Di dalam lemari pakaian dua pintu terdapat seorang anak kecil meringkuk. Menangis dalam diam. Secara umum, lemari itu hangat, tapi sungguh bagi anak kecil berumur empat itu sangatlah dingin, dimana air matanya juga meluruh membasahi pipi.

Disaat anak berumur empat tahun di luaran sana bergembira dan bahagia menikmati masa kecilnya, tetapi tidak dengan Kirenia Azalea Laurel.
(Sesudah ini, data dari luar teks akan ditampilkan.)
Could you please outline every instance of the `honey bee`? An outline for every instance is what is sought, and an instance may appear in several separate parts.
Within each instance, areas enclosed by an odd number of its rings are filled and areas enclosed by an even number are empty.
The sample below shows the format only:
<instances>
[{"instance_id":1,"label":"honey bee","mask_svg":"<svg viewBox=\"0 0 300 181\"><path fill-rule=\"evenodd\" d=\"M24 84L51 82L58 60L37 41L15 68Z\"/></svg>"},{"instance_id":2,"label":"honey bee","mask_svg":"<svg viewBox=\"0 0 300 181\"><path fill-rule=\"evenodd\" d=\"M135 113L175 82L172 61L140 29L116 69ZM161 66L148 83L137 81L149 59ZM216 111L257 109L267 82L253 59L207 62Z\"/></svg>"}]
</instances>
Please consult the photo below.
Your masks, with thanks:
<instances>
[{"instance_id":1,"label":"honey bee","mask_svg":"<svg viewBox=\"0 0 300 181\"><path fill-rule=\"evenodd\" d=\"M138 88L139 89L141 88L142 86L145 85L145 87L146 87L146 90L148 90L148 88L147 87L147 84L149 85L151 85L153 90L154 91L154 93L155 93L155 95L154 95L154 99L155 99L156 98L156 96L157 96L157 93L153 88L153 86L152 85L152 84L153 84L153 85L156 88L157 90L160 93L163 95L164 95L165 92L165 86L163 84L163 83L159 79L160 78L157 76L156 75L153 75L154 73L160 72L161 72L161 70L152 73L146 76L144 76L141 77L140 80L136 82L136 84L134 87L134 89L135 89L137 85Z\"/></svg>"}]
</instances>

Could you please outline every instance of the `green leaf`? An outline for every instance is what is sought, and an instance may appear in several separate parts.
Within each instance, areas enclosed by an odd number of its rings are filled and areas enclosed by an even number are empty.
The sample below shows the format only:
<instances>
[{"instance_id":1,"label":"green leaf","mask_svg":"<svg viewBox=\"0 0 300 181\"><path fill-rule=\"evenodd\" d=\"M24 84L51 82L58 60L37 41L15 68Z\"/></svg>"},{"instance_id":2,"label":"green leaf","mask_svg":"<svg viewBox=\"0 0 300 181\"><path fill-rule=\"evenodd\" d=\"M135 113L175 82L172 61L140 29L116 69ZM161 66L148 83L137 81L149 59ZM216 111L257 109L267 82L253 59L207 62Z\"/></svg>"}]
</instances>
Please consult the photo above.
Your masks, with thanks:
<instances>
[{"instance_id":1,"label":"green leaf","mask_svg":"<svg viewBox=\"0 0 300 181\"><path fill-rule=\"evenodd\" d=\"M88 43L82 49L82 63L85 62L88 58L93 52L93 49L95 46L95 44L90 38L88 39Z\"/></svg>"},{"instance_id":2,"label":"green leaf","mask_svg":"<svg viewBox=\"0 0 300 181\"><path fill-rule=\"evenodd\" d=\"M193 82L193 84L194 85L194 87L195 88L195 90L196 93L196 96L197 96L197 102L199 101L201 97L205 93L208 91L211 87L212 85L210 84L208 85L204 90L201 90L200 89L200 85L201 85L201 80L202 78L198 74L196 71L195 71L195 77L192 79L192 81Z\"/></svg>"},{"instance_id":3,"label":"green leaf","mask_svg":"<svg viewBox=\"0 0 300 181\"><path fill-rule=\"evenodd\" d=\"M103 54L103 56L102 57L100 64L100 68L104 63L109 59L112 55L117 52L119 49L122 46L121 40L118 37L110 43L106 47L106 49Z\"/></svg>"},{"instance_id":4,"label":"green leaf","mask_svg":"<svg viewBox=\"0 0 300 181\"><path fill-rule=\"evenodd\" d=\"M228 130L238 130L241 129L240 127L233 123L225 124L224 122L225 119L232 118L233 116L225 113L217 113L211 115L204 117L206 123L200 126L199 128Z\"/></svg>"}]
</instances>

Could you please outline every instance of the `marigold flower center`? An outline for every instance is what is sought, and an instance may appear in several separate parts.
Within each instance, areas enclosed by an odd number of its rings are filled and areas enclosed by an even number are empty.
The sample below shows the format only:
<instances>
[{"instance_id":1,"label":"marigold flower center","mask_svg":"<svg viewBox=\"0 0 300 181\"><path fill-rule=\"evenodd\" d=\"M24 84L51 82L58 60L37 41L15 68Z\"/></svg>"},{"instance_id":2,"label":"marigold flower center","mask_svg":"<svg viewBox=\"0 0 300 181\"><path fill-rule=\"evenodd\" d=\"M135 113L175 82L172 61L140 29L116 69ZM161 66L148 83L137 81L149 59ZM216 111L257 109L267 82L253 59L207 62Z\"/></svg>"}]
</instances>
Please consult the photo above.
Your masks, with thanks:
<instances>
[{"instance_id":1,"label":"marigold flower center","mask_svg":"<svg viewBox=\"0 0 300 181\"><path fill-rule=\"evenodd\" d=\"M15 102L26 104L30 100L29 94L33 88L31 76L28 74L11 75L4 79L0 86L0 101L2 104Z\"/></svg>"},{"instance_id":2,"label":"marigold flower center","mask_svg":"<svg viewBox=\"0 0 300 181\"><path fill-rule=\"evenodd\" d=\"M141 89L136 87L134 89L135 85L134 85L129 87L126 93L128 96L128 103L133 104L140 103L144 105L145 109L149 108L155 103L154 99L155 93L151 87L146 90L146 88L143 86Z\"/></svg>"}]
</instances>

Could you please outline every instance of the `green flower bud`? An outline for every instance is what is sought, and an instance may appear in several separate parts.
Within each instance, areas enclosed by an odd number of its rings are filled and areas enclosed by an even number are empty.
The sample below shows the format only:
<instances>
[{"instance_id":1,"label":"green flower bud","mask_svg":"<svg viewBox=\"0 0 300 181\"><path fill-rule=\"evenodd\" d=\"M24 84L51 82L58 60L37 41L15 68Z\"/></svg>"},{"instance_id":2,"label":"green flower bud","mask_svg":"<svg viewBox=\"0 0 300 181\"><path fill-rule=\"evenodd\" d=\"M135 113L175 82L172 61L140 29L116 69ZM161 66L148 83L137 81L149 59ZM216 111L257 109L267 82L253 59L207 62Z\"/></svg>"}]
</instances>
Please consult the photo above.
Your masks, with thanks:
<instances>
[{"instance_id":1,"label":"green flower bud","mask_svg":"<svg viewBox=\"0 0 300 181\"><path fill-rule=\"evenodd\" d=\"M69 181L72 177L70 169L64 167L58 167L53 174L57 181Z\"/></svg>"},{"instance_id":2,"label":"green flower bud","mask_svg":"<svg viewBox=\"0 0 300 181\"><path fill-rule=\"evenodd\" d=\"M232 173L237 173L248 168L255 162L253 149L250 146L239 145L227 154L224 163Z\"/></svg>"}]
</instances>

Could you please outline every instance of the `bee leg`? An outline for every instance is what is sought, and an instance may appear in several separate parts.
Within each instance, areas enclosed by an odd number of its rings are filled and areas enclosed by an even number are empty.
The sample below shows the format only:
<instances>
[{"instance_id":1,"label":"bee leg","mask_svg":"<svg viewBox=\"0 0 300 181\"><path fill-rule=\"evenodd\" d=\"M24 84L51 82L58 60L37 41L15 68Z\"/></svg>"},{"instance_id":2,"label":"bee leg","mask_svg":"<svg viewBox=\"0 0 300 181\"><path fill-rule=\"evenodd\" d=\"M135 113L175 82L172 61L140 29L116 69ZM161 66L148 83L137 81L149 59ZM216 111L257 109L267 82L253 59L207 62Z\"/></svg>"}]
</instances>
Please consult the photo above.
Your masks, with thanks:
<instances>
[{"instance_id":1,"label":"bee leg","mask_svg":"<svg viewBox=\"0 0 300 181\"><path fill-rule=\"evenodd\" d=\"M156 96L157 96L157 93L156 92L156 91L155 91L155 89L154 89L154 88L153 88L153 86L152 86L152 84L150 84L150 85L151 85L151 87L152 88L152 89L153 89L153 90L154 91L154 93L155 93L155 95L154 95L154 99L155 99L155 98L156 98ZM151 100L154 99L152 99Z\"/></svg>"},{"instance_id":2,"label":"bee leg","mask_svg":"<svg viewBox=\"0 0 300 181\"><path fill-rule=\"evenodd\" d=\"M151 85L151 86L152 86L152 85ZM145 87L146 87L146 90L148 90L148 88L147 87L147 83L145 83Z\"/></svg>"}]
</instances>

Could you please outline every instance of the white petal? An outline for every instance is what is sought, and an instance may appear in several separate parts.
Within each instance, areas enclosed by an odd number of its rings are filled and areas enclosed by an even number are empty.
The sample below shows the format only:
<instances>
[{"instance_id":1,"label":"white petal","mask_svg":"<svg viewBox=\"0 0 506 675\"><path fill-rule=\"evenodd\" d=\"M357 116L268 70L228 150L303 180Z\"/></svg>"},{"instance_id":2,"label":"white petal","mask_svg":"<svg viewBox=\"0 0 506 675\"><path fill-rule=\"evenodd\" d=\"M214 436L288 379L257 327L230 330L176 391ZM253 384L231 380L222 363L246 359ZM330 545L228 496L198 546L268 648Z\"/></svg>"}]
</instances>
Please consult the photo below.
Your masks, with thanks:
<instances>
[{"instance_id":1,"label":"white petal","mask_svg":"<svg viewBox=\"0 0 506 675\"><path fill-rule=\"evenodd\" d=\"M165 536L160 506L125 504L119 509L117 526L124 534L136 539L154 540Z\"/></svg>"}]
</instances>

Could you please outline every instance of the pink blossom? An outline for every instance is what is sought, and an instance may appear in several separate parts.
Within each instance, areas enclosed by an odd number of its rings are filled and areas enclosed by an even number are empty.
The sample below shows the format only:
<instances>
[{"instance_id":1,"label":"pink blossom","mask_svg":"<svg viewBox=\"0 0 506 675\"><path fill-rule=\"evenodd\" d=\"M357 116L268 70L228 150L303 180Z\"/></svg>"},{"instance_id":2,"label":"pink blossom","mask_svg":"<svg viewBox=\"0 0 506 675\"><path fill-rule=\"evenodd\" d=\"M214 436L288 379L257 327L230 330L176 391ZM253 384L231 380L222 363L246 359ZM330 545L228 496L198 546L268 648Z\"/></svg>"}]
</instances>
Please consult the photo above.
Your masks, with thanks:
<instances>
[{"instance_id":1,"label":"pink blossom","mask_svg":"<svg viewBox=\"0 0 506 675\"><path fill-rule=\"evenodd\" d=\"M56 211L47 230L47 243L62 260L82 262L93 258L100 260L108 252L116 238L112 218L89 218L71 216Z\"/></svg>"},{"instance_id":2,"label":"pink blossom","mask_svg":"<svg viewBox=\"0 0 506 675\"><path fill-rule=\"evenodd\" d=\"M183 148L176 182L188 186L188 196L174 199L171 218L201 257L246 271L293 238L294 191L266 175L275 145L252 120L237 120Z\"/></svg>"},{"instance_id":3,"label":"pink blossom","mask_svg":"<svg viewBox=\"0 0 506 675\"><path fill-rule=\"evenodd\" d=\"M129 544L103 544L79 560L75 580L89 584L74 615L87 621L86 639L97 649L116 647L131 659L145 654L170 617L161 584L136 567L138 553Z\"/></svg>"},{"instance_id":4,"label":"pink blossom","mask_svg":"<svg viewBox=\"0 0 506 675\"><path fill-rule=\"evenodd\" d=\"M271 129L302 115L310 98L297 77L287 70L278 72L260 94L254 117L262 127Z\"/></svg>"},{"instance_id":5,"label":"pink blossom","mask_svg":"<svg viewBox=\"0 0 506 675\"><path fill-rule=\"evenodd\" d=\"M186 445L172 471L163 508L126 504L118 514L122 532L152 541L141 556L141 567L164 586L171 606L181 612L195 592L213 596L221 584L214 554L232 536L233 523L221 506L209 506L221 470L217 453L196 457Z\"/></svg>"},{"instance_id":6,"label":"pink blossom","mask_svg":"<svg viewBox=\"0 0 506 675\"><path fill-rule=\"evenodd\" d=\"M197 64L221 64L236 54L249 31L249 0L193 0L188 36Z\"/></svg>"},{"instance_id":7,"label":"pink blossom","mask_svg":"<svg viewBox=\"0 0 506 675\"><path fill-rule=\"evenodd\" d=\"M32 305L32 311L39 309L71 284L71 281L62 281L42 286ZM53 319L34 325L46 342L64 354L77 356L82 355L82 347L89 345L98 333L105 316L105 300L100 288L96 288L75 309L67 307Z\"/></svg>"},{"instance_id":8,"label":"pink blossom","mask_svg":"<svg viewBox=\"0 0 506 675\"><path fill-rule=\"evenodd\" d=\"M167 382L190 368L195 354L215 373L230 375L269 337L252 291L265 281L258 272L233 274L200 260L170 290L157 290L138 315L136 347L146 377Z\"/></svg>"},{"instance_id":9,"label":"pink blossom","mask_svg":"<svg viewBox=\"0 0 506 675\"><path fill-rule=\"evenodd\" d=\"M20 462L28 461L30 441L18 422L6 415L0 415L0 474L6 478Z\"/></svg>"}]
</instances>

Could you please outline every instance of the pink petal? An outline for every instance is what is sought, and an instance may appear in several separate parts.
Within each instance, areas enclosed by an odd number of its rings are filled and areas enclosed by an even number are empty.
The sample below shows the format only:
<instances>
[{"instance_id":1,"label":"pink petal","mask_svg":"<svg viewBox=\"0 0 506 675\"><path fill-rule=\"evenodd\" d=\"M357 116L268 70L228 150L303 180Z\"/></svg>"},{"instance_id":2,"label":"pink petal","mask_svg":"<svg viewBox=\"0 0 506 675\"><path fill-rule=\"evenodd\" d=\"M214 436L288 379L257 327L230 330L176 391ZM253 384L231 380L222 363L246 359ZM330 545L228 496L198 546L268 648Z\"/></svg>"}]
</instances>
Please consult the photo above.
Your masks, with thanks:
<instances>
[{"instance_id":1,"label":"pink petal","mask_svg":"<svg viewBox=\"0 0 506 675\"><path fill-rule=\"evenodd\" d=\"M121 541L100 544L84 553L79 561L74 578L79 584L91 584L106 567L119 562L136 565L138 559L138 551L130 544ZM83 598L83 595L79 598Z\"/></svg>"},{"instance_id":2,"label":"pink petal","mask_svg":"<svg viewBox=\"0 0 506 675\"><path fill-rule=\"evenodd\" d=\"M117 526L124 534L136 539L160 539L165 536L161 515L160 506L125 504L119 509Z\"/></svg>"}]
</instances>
Gadis mungil dengan rambut terurai serta poni yang membingkai dahinya setiap hari hanya bisa menangis mendengar kedua orang tuanya yang berselisih.

"Mamaaaa, papaah, Iyen takutt!!" Teriak gadis mungil tersebut dengan tersedu-sedu di sela tangisan.

Dari kamar Kiren, terdengar suara pecahan kaca berasal dari gelas, vas, piring dan benda-benda lain yang membuat anak kecil di dalam lemari terus meringkuk.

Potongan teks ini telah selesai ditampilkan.